Speaker 2: Well, those are four or five different platforms you're talking about of information. How do I get them integrated? Oh, they're all talking the same language. Okay. So now I can just tap into that service and everything just works well, that's, that's a really exciting kind of a, you know, use case, but it's, you know, we're nowhere near that today. Um, so matter is a critical element in that, uh, in simplifying kind of that harmonized data set or that data model and what we call a language of the internet of things, a language of the devices, now that everything's talking the same language, I could start doing this cool new stuff. I [00:14:30] could start using that for cool new AI applications and anticipating. And like you said, making it a smart home, not just to connect at home.

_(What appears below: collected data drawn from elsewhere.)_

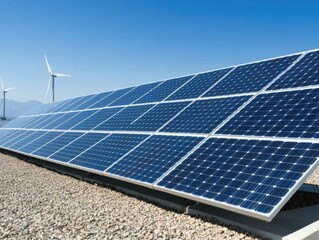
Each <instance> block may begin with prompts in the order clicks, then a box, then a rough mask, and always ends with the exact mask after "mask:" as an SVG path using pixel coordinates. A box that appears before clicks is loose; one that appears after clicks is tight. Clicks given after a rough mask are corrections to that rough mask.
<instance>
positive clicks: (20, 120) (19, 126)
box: [2, 117, 32, 128]
mask: <svg viewBox="0 0 319 240" xmlns="http://www.w3.org/2000/svg"><path fill="white" fill-rule="evenodd" d="M30 119H32V117H20V118H16V119H14V120H13V121H10V122H9V123H7V124H5V125H4V126H2V127H4V128H20V126H22V125H23V124H26V123H27V122H28V121H29V120H30Z"/></svg>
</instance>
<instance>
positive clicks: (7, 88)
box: [1, 76, 13, 120]
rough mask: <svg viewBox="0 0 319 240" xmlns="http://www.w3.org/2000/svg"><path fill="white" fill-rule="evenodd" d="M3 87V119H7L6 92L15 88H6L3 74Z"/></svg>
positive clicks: (3, 119)
mask: <svg viewBox="0 0 319 240" xmlns="http://www.w3.org/2000/svg"><path fill="white" fill-rule="evenodd" d="M1 89H2V94H3V113H2V118H1V119H2V120H6V93H7V92H9V91H10V90H12V89H13V88H4V85H3V80H2V76H1Z"/></svg>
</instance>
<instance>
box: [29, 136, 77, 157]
mask: <svg viewBox="0 0 319 240" xmlns="http://www.w3.org/2000/svg"><path fill="white" fill-rule="evenodd" d="M82 135H83V133H78V132H66V133H63V134H62V135H59V136H57V137H56V138H54V139H53V140H52V141H50V142H48V143H47V144H44V145H43V146H42V147H41V148H38V149H37V150H36V151H34V152H32V154H34V155H37V156H41V157H49V156H50V155H52V154H54V153H55V152H57V151H59V150H60V149H61V148H62V147H64V146H66V145H68V144H69V143H71V142H72V141H74V140H75V139H77V138H78V137H81V136H82Z"/></svg>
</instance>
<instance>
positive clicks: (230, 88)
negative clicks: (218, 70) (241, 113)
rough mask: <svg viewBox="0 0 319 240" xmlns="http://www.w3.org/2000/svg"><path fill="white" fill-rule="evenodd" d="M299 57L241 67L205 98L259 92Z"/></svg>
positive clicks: (238, 68)
mask: <svg viewBox="0 0 319 240" xmlns="http://www.w3.org/2000/svg"><path fill="white" fill-rule="evenodd" d="M298 57H299V55H293V56H289V57H283V58H277V59H273V60H267V61H262V62H257V63H252V64H247V65H242V66H239V67H237V68H235V69H234V71H232V72H231V73H230V74H229V75H228V76H226V77H225V78H224V79H223V80H222V81H221V82H219V83H218V84H217V85H216V86H214V87H213V88H212V89H211V90H209V91H208V92H207V93H206V94H205V95H204V96H206V97H209V96H218V95H229V94H238V93H246V92H256V91H259V90H261V89H262V88H263V87H265V86H266V85H267V84H268V83H270V82H271V81H272V80H273V79H274V78H275V77H277V76H278V75H279V74H280V73H281V72H282V71H284V70H285V69H286V68H287V67H289V66H290V65H291V64H292V63H293V61H295V60H296V59H297V58H298Z"/></svg>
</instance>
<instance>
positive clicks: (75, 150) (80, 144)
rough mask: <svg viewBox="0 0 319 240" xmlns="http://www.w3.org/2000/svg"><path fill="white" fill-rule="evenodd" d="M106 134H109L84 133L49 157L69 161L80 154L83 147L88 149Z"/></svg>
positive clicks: (103, 136)
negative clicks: (83, 134) (82, 134)
mask: <svg viewBox="0 0 319 240" xmlns="http://www.w3.org/2000/svg"><path fill="white" fill-rule="evenodd" d="M107 136H109V134H101V133H86V134H85V135H83V136H81V137H80V138H78V139H76V140H75V141H73V142H71V143H69V144H68V145H66V146H65V147H63V148H61V149H59V150H58V151H57V152H55V153H54V154H52V155H51V156H50V158H52V159H55V160H57V161H62V162H69V161H71V160H72V159H74V158H75V157H76V156H78V155H80V154H81V153H82V152H83V151H84V150H83V149H90V148H91V147H92V146H93V145H95V144H96V143H98V142H100V141H101V140H102V139H103V138H105V137H107Z"/></svg>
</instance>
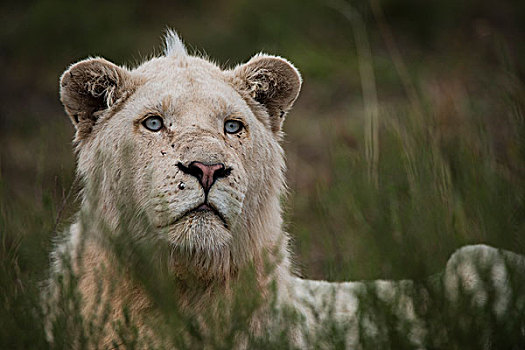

Speaker 1: So let me take that, uh, let me take that one step further. Is there, uh, any vision where matter becomes not just a platform for data sharing, but a repository for that intelligence? I mean, this is the power of Google or Facebook is not just that they're a place where information can move, but they bring it all together and develop awareness of me. And what I ostensibly need will matter go that direction. [00:15:00] Or are you just going to be a platform for others to do that kind of intelligence building and to use the word that people don't like profiling,
Speaker 2: We're probably just right behind them. And, and we'll see, uh, the way that that'll evolve is we'll put in place this platform, we'll see what they're able to do. If there becomes a common approach on top of that, that's where we'll step in and, and be the, the, uh, the standard for that. So really the way that these usually work is we figure out these use cases of, of innovation. And then we standardize those parts that make sense that what I call kind [00:15:30] of the highest commons and nominator. So certainly I think five to 10 years out as we look and see matter really implemented in billions of homes. Uh, that's definitely something we could get into.
Speaker 1: Let's talk about the shorter timeline. When will I, as a consumer start going on to Amazon or best buy or reading CNET reviews and seeing matter as a label that guides me to products. When am I gonna this on the shelf
Speaker 2: In, in months, which is, uh, pretty exciting. Uh, this is one of the fastest, uh, development efforts I've ever seen in standards. Um, we [00:16:00] still have, you know, some milestones to get through in terms of testing. Uh, but usually we're still on the paper stage at this point. We're actually already testing products. Um, so companies are, uh, doing virtual tests, uh, over the web right now, again, uh, against the standard. So we'll continue with those tests over the next several months, I would expect, you'll see some cool mockups at CES. Um, and, uh, and I would look forward to Q1 Q2, where we'll see, start seeing, you know, things in Amazon Tobin
Speaker 1: Richardson is the CEO and president of the connectivity at standard Alliance. We've been talking [00:16:30] about an effort called matter.